Description
About the Role
At Mistral AI, we are seeking an experienced Applied AI Engineer, Site Reliability Engineer to join our team. As a key member of our Applied AI team, you will be responsible for building and operating the framework to ensure Mistral's solution delivery is reliable and sustainable.
Responsibilities
- Design for a fleet of Mistral platforms and apps, building proactivity to reduce reactivity.
- Productize reliability, author runbooks, create SLO templates, implement observability.
- Operate the Tier-1 customer environments that Mistral are contracted to operate, ensuring SLO compliance, owning on-call and incident response, managing drift, partnering with Technical Support as L3 escalation, championing high signal post-mortems.

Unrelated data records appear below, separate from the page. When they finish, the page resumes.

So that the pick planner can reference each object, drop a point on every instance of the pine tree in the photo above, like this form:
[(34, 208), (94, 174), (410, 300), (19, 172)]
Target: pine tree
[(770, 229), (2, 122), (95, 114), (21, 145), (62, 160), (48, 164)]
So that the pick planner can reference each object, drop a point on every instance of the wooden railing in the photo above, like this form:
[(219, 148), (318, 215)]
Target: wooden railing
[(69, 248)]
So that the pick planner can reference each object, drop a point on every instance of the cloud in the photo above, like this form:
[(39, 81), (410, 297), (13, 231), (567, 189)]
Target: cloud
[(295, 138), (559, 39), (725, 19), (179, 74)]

- Productize how Mistral deploy, secure, and scale our Applied AI solutions, engineering on-demand provisioning, authoring security baseline packages, embedding security guardrails, automating everything.
- Own the security operations layer for our customer-side deployments, leading CVE response across the fleet, shipping supply-chain integrity controls (SBOM, signed images, provenance), co-paging with InfoSec on security incidents, enforcing secure-config baselines.
How We Work in Applied AI
- We care about people and outputs.
- What matters is what you ship, not the time you spend on it.
- Bureaucracy is where urgency goes to vanish. You talk to whoever you need to talk to. The best idea wins, whether it comes from a principal engineer or someone in their first week.
- Always ask why. The best solutions come from deep understanding, not from copying what worked before.
- We say what we mean. Feedback is direct, timely, and given because we care.
- No politics. Low ego, high standards.
- We embrace an unstructured environment and find joy in it.
About You
- Fluent in English.
- 5+ years in SRE, Production Engineering, or DevOps, with a record of shipping tooling.
- Strong multi-tenant Kubernetes fluency, namespace segmentation, network policy, RBAC, admission control, operations at scale.
- On-call discipline: incident response, blameless post-mortem culture, runbook-first mindset.
- Observability stack in production: Prometheus, Grafana, OpenTelemetry, Loki, Tempo, Signoz.
- Infrastructure as code: Terraform, Ansible (or close equivalents).
- Proficient in Python and/or Golang for tooling and automation.
- Security mindset: you treat secure-SDLC, CVE response, and supply-chain integrity as reliability properties of the shipped artifact, not as someone else's job.
- Strong written communication skills: runbooks, post-mortems, and customer-facing incident comms are core deliverables of this role.
- Comfortable operating with high autonomy in an ambiguous, fast-paced environment , and disciplined enough to defend the team's scope when work tries to spill in.
- Solid Linux internals, networking debug, and distributed-systems fundamentals.
Strong Plus
- Cloud or application security background (AppSec, K8s security, supply chain , SBOM, cosign, SLSA).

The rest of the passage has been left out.